Les archives « mettront le journalisme de cette période charnière à la portée des journalistes, historiens, politologues et autres chercheurs qui donneront un sens au passé de la Russie », explique PEN.
Dru Menaker, directrice des opérations de PEN America et ancienne correspondante étrangère à Moscou, renchérit : « Des journalistes indépendants courageux et déterminés ont travaillé en dépit des contraintes imposées à la liberté de la presse et à la liberté d’expression*, et leurs travaux doivent être préservés si nous voulons comprendre le présent de la Russie et servir son avenir ».
Le projet, baptisé Russian Independent Media Archive, compte sauvegarder les travaux de 70 publications.
« LE JOURNALISME INDÉPENDANT NOUS DONNE UNE BASE POUR COMPRENDRE CE QUI SE PASSE. »
~ ILIA VENYAVKINE, HISTORIEN RUSSE
Les archives comprennent des articles de Novaïa Gazeta, dont le rédacteur en chef, Dmitri Mouratov, s’est vu décerner le prix Nobel de la paix 2021 pour son action en faveur de la liberté d’expression. Le comité Nobel a expressément salué les reportages de Novaïa Gazeta, d’une importance capitale. L’agence du Kremlin chargée de la surveillance des médias, Roskomnadzor, a menacé de prendre des mesures en vertu de la loi russe sur les « agents de l’étranger », laquelle expose les journalistes à des amendes, au harcèlement et à des peines d’emprisonnement.
Novaïa Gazeta a suspendu ses activités en Russie en mars 2022. Le mois suivant, des journalistes en exil ont lancé une édition européenne du journal, Novaïa Gazeta Europe, depuis Riga, en Lettonie.
Roman Badanine, fondateur et rédacteur en chef de Proekt, a quitté la Russie après que les autorités russes ont jugé le journal « indésirable ». Le travail de Proekt fait également partie des archives. Il en va de même pour les articles de Taiga.info, Meduza, Mediazona, OVD-Info, Pskovskaya Gubernia, The Bell, Newsweek (Russie) , Holod, Agency, Ochevidcy et Verstka.
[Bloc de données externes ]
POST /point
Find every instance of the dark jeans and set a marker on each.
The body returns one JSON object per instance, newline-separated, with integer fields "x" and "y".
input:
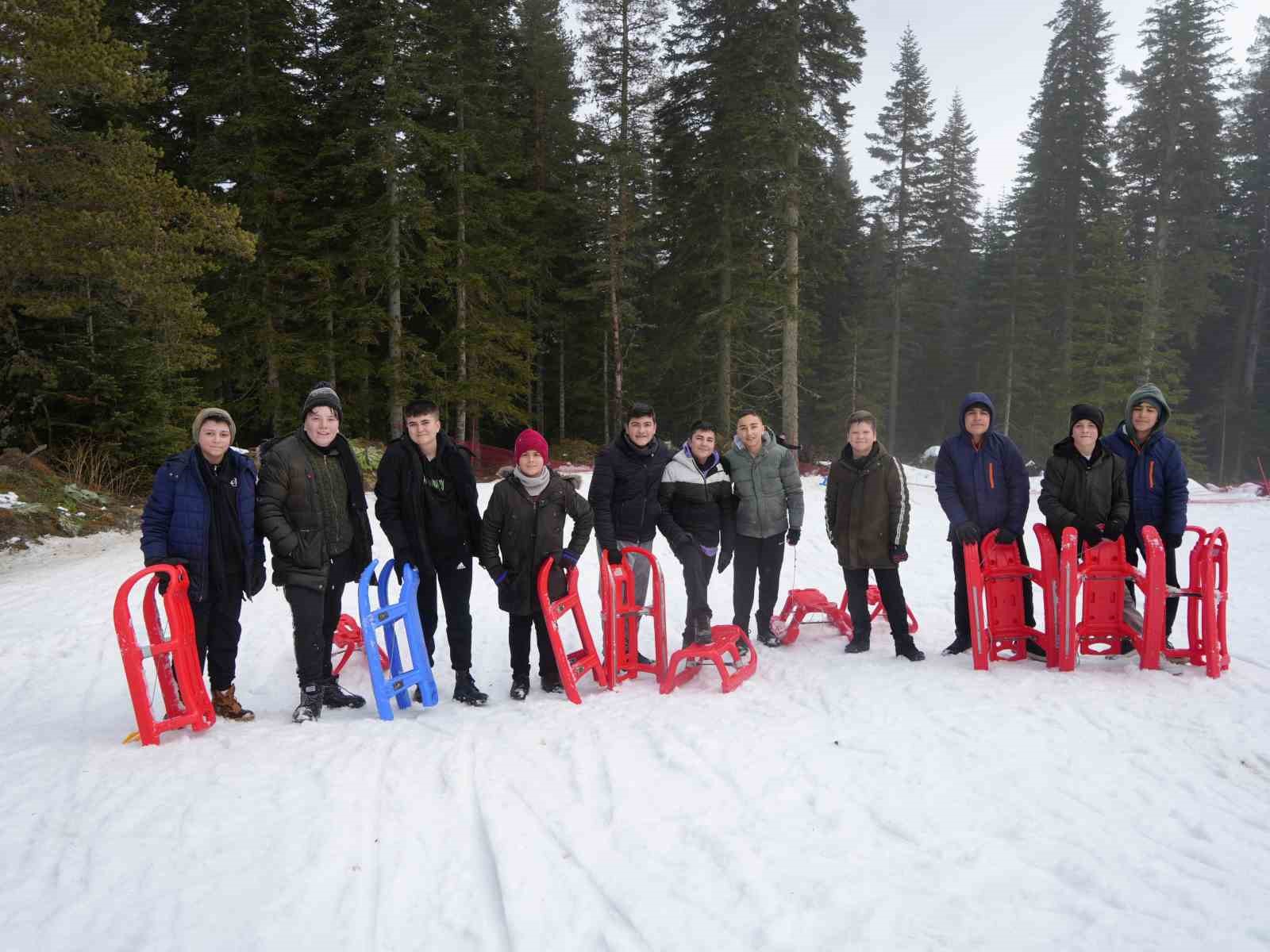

Des articles sur l’agression par la Russie dans la ligne de mire du Kremlin
Les archives réunissent des articles contenant des informations et des opinions indépendantes en Russie sur la guerre du Kremlin contre l’Ukraine. En voici quelques exemples :
- Un article de Novaïa Gazeta, publié en mai, sur la manière dont les autorités d’occupation installées par la Russie dans la région de Kharkiv ont ordonné aux habitants de partir*.
- Un article du mois d’avril détaillant le recrutement et la conscription de soldats* par la Russie.
- Un article d’opinion publié en mai dont l’auteur se demande si Saint-Pétersbourg allait « survivre » à la guerre*.
- Un article publié par Meduza en mai 2022, intitulé « Pratiquement personne n’est satisfait de Poutine* ».
« Ce que nous pouvons faire de mieux, c’est de collecter les archives des médias, en espérant qu’un jour elles seront complétées par des documents provenant des archives d’État », estime Ilia Venyavkine, un historien russe qui travaille avec l’équipe du projet.